Retrospective Default-on Policy Architecture

Context and Problem Statement

Through 3.1.x, retrospective learning in Spec Kitty was effectively gated by two environment variables (SPEC_KITTY_RETROSPECTIVE, SPEC_KITTY_MODE), and the runtime wired facilitator_callback=None so even an "enabled" strict path failed closed instead of producing useful learning. The user-facing spec-kitty agent retrospect synthesize command — a proposal preview/apply tool — became the de facto authoring surface because it had a silent fallback that fabricated empty completed records when artifacts looked sufficient. As a result, completed missions rarely produced useful retrospective records, and post-merge documentation (PR #1136) overstated what summary and synthesize actually capture.

The product thesis from the 3.2.0 epic: retrospective learning should be a core feedback loop, not an env-gated experimental terminus trap.

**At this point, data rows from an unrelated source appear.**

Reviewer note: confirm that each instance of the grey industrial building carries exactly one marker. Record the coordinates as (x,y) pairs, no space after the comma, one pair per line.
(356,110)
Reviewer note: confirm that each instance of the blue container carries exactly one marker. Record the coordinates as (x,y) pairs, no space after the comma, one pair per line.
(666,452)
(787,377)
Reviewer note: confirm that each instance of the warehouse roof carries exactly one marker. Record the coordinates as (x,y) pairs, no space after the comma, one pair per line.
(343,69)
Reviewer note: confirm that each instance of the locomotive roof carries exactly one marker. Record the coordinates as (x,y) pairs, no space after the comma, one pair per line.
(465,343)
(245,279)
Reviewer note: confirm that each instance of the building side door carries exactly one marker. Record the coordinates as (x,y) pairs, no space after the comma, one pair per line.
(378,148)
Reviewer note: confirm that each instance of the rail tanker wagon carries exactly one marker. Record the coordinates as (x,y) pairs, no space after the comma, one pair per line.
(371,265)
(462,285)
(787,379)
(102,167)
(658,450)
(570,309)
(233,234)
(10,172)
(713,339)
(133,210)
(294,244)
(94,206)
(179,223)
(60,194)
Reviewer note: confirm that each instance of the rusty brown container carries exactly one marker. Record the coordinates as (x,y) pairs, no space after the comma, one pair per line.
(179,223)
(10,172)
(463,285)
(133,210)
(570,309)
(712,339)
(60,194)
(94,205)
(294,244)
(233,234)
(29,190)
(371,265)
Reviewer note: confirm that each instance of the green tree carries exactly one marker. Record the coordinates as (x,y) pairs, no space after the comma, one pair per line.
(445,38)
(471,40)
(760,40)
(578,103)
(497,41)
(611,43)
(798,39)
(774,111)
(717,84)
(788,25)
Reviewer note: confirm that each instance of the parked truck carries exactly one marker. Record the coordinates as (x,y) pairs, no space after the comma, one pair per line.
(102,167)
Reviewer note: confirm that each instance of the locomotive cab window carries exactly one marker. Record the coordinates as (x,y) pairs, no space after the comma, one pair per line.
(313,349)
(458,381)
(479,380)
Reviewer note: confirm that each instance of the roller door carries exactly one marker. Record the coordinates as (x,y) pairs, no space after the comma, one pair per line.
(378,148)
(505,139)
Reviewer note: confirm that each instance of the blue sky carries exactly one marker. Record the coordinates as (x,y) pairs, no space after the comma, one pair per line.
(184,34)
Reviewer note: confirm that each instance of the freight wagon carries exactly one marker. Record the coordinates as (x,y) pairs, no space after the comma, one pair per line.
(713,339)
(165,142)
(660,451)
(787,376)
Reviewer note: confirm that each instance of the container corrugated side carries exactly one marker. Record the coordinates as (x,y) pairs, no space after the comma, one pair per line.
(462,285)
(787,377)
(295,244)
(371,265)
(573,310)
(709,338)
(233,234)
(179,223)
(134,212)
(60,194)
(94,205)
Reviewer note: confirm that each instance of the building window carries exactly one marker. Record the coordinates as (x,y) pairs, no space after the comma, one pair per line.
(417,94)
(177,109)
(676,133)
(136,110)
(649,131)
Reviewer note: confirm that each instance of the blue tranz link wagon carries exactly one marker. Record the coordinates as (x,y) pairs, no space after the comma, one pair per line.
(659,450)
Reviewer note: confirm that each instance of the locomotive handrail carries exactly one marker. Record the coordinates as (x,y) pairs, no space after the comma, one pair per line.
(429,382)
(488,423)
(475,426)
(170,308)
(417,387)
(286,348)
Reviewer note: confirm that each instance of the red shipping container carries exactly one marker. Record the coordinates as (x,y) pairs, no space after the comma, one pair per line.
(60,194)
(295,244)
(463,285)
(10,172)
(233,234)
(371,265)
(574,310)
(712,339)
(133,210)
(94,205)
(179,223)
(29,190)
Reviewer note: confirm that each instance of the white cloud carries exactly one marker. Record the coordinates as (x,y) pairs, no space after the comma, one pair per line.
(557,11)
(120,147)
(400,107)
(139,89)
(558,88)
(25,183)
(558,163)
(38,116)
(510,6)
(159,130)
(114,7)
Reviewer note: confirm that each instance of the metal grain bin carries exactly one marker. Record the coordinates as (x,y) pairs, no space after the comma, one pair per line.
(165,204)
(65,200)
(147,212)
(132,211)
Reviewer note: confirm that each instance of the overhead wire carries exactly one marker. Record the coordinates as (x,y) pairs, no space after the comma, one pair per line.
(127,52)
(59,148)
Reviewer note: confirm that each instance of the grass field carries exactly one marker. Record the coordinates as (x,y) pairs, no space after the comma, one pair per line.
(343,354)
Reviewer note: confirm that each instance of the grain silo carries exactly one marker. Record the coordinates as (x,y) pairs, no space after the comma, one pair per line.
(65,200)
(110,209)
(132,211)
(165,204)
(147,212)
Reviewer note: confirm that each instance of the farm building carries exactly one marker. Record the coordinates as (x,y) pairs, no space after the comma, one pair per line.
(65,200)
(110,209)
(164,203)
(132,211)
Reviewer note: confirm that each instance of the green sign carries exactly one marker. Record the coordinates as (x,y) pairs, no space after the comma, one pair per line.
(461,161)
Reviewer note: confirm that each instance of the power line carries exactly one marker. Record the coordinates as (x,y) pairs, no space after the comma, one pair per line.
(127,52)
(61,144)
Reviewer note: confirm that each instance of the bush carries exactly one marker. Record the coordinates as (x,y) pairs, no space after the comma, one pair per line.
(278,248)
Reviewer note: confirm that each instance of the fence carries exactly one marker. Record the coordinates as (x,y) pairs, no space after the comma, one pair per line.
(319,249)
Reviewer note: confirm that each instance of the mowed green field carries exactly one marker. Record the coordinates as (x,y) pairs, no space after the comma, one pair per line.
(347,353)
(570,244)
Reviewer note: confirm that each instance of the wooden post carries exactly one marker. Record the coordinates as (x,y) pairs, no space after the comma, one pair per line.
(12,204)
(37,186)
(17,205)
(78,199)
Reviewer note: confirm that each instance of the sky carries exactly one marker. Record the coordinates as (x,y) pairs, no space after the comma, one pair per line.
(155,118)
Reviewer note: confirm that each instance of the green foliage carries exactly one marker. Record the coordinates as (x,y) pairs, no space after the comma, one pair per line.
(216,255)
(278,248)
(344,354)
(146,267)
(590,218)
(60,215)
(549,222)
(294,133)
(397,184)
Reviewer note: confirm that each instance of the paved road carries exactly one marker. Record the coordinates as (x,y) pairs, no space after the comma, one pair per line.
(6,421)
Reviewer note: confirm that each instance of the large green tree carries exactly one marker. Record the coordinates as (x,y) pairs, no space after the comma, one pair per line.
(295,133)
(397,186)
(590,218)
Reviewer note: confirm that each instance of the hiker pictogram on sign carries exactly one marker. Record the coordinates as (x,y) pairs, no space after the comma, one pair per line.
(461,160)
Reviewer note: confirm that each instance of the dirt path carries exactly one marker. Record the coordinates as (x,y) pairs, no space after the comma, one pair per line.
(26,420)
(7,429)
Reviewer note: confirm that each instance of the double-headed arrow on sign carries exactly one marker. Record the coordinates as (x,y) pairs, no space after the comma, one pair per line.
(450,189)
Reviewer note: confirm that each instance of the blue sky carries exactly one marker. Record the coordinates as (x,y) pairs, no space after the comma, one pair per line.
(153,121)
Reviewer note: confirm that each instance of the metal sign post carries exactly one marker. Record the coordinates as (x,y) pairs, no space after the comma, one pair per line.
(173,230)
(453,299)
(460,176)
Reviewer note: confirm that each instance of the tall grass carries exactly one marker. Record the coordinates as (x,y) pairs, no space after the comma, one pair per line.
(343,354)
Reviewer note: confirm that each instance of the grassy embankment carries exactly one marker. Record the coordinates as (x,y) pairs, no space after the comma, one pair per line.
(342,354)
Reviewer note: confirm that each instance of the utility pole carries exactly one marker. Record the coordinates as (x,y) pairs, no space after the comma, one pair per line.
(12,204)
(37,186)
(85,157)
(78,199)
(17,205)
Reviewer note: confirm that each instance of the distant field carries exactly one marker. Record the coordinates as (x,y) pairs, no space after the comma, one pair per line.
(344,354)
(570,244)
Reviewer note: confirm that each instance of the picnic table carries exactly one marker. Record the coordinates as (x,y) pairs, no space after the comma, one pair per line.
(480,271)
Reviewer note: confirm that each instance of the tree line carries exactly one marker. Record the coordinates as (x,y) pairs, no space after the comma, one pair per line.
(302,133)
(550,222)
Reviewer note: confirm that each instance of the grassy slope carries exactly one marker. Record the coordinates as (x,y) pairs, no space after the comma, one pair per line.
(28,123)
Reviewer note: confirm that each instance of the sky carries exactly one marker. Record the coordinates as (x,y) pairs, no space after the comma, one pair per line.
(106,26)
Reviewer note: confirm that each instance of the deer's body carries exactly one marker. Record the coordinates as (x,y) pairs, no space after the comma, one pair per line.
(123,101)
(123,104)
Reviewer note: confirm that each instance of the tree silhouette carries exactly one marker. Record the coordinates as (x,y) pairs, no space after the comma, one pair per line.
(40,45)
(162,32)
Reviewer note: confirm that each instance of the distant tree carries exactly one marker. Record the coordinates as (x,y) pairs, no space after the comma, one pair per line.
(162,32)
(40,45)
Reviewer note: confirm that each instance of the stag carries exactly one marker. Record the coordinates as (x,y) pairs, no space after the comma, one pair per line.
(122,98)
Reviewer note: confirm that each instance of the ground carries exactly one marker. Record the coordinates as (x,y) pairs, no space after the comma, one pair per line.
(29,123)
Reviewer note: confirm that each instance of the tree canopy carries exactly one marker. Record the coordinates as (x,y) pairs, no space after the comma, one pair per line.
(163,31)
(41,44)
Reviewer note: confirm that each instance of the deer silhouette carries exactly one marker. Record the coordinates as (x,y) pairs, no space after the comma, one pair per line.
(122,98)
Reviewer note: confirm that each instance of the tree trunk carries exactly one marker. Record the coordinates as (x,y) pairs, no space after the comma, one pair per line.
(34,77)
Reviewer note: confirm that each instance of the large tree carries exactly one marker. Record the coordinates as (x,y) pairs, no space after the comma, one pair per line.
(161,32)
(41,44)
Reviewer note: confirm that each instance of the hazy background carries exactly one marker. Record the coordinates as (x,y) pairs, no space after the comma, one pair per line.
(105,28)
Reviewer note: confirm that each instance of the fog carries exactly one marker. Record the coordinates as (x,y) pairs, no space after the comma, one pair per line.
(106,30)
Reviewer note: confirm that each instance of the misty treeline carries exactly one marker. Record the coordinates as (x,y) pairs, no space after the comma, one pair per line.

Specifically:

Every completed mission should produce a useful retrospective.yaml.
Policy lives in durable, project-level configuration (.kittify/config.yaml and charter frontmatter), not in environment variables.
The default behavior is post-completion best-effort with warn-on-failure; strict governed projects can opt into pre-completion blocking gates.
Authoring and proposal-application are distinct surfaces with distinct semantics.
Doctrine/DRG/glossary changes never auto-apply by default.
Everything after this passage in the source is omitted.